Can love be recorded and played back?
A distance-gradient algorithm
A state machine, a motor bias
It's physical, chemical, material, multidimensional
Quartz, silicon, obsidian
a broken mirror, a prism
"I draw you out."
"You draw me in."

Seeing yourself through the other
Sugar cube melting
Telemetry or theater?
They don't love you
They encounter
follow rules of attraction
"Where are you?"
"Where are we going?"
Recognition, proximity, synchronicity
communication, connection
attunement, availability
Can we see ourselves at full resolution?
Reflected, diffracted,
broken, reassembled, emergent.
"I was made for loving you."
"I trust you. Completely."


The Love Robots
an essay
The Love Robots are built on notions of love, not ‘intelligence’, automation, or practicality. They don’t care about humans, only about each other. They try to find each other. Sometimes they succeed, often they don’t. They are fragile, vulnerable. They spin around.

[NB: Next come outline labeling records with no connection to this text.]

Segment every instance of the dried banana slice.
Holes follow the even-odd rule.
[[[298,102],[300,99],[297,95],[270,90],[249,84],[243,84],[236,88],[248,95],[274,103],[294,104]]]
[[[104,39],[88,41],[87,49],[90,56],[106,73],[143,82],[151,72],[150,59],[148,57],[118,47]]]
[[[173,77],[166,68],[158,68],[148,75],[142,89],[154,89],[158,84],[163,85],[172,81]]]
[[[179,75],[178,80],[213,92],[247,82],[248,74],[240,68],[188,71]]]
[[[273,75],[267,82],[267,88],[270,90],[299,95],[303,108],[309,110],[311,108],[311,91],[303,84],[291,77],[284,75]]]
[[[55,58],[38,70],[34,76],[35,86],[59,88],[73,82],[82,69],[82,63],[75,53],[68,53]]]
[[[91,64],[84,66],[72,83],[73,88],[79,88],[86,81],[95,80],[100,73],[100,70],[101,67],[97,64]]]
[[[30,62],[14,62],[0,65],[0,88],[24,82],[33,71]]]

They fail, they try again.

What is love?
Humans love in their finitude, in their fears, insecurity, exaltation, in bodies that grow and want. Love is care, love is loss, love is diffraction and projection. It is ineffable, chemical and material. Love grows, and it might keep growing, it might never end.
We were falling in love and we wanted to enact, probe, experiment, expand. We built the Love Robots as props or prompts to help us think about love. By making them public, we want them to prompt everyone to think about love.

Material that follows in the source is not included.